A Teradata Certified Master is here to help.

Seems like hardly a workday goes by that I don't bump up against one thought-provoking technical inquiry or another. Because good technical tips deserve to be recycled, I'd like pass on a few interesting Q & As.

Teradata Dynamic Query Manager and full table scans
Q. When I specify 'No Full Table Scans Allowed' under a Teradata Dynamic Query Manager (TDQM) Query Resource rule, TDQM rejects queries that performed a row hash match scan involving that table. Am I doing something wrong or is TDQM functioning correctly?
A. There may be situations where restrictions on table scans are enforced by TDQM beyond just the obvious full-table scans. Teradata can, for example, interpret joins and row hash match scans as requiring all rows to be read and, therefore, fall under the TDQM full-table scan restriction umbrella.

However, spool files are not considered against full-table scan restrictions. If the tables are spooled first, a row hash match scan of two spool files will not trigger query rejection. Further, retrieving rows from a base table with a partitioned primary index in the cases where partition elimination is taking place will not be interpreted as a table scan by TDQM, nor will such a query be a candidate for rejection on that basis alone.

PPI and synchronized table scans
Q. I have an Explain that shows a retrieve step against a partitioned primary index (PPI) with only a single partition accessed. The step says that this PPI table is eligible for synchronized scanning.What is the advantage of sync scan if similar queries are accessing different partitions of the same PPI table?
A. The PPI table is eligible for sync scan from the optimizer's point of view, which is why you are seeing that text in the Explain. But the AMP (specifically, the file system) will not initiate a sync scan if partition elimination has been selected for the step.
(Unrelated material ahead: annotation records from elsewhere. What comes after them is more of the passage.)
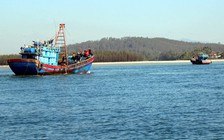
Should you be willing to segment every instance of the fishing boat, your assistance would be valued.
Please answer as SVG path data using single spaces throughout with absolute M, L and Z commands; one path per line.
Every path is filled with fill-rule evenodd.
M 212 61 L 208 60 L 208 54 L 201 53 L 197 57 L 191 58 L 192 64 L 211 64 Z
M 33 41 L 32 45 L 20 49 L 20 59 L 7 60 L 15 75 L 85 74 L 94 61 L 91 49 L 86 50 L 88 53 L 85 54 L 68 55 L 65 24 L 59 25 L 55 39 Z

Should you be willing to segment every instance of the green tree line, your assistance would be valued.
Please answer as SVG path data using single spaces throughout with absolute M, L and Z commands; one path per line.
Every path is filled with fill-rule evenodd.
M 68 46 L 70 54 L 91 48 L 95 62 L 143 61 L 143 60 L 189 60 L 203 52 L 216 53 L 224 57 L 224 45 L 220 43 L 200 43 L 170 40 L 165 38 L 102 38 Z M 19 58 L 19 55 L 1 55 L 0 65 L 6 65 L 7 59 Z

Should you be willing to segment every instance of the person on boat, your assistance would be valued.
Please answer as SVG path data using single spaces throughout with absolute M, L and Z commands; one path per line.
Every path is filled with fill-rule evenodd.
M 72 53 L 72 58 L 73 61 L 75 61 L 75 53 Z
M 84 51 L 84 57 L 88 58 L 89 57 L 89 50 Z
M 81 59 L 81 53 L 78 52 L 78 54 L 77 54 L 77 61 L 80 61 L 80 59 Z
M 92 56 L 93 55 L 92 50 L 89 48 L 88 51 L 89 51 L 89 55 Z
Remember that the optimizer is just expressing eligibility for a specific optimization, not mandating it be used. Even if the AMP decides to support a sync scan in a particular case, there might not be anything to scan with at that time, or the other scanners might be working at different paces. A number of factors come into play before eligibility is translated into reality.

There may be little value in trying to synchronize scans targeted to different partitions. However, if it turns out to be desirable to provide sync scan with partition elimination, such as in cases where there is repetitive access to the same partition, then Teradata might consider adding that feature to a future release.

Value list compression and load time
Q. I've heard value list compression (VLC) provides a performance advantage during the load process. VLC can dramatically reduce space needs, but I don't understand how it can speed up loads.
A. I've witnessed performance boosts during loading from two V2R5 features.

With VLC, if enough columns are compressed in rows prior to loading, then more of these rows can be placed into a single data block. Therefore, the load utility is doing less physical I/O to store more rows. Less I/O demand often translates to faster loads. In addition, ARCMAIN may perform better with VLC in place as well, as there will be fewer blocks to back up.

If the table you are loading is defined with a PPI and you are loading into one or a few partitions only (e.g. loading one day's transactions into a PPI table partitioned by day), then the data blocks will be so few in number and the data so concentrated that they will often stay in the cache. This reduces the I/O required for the load job.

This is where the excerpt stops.